Early on, he quotes from a 1991 book by George Landow and Pauel Delany:
So long as the text was married
to a physical media, readers and writers took for granted three crucial
attributes: that the text was linear,
bounded, and fixed. Generations
of scholars and authors internalized these qualities as the rules of thought,
and they have pervasive social consequences. We can define Hypertext as the use of the computer to transcend the linear,
bounded, and fixed qualities of the traditional written text. (42)
To take this view, it’s no longer just the box for the
standardized test essay, but the whole expanse of print literature before it
that leads to internalized boundaries. Here, new media is the liberator, the
breaker of pre-established roles. And in some ways, for some situations, this
is true. (I keep trying to imagine how one might translate the “write lines on
the chalkboard” punishment into the 21st century. With CTRL+C, after
all, to reproduce a line of text is the work of seconds, not hours.)
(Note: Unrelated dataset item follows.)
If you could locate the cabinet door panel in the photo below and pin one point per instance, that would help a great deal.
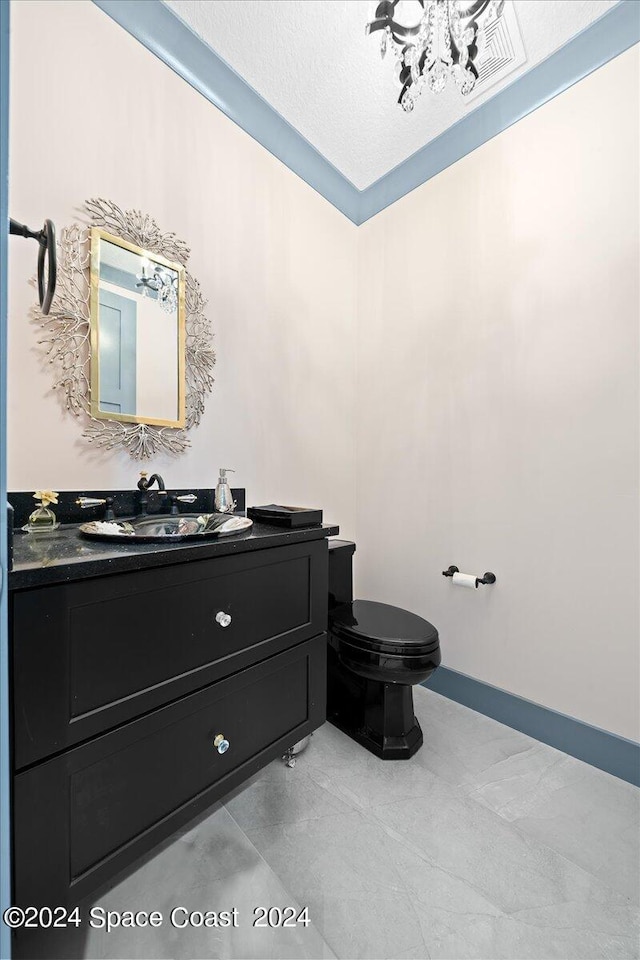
(91, 655)
(89, 813)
But if it was really that simple, if the seemingly
ever-expandable Microsoft Word document was all that we needed to reformulate
our relationship with text, then my students should already be free. They, even
more than me, should have the free and flexible relationship with digitally
recorded words that continues to be propagated—electronic composition is
flexible! It’s changeable! The freedom is exhilarating, right?
Right.
Except…
Except when it’s not; except when changeability doesn’t mean
transparency, or removability. One of my favorite recurring images in Mechanisms is that of the computer as a ‘black
box,’ that seemingly impenetrable record of what has been. The book also spends
quite a bit of time with the mechanics of a bitstream; these both add up to the
same idea, which is this: like picking up glitter spilled from an elementary
school craft table or the removing the smell of sauerkraut from a poorly-ventilated
kitchen, removing the traces of computer activity is no small feat. To bring in
another, more elegant image of digital resonance, this time from the text
itself:
The interactions of modern productivity
software and mature physical storage media such as a hard drive may finally
resemble something like a quantum pinball machine…files leaving persistent
versions of themselves behind at every point they touch—like afterimages that
only gradually fade—and the persistent versions themselves creating versions
that multiply in like manner through the system. (52)
At some point, our record-keeping became self-perpetuating. This, too, is something that my students
know better than almost anyone. Try arguing the impermanence of the internet to
someone being chased by an embarrassing photo. We haven’t done away with media
boundaries at all; if anything, we’ve just suppressed them into the
gears-and-guts layer of the composition apparatus so we don’t have to look at
them anymore.
A composition notebook only has so many pages; a terabyte of
memory, though it seems vast, only has room for so many bytes. I keep wondering:
will we even know what to do with uncapped storage when we finally get it?
Laura, I really enjoyed how your related the boundaries of new media with your experiences teaching composition. I think you are right when you point out that if new media were really completely revolutionary and transformative then writers would already "be free." I am constantly struck by the fact that even though most of my students maintain a social media presence (and thus engage in public writing) they are absolutely terrified of sharing their writing with their peers. I wonder though in what ways and to what extent new media has changed the way that our students compose? I also wonder about the implications of a medium with hidden restrictions and limitations. It seems like Kirschenbaum treats the fact that computers obscure their own imperfections and limits as insidious. I wonder if this goes back to some of the readings from earlier this semester. If we assume that new technologies have liberated us from the confines of print, then I guess we run the risk of becoming complacent and lose the desire to critically examine digital media.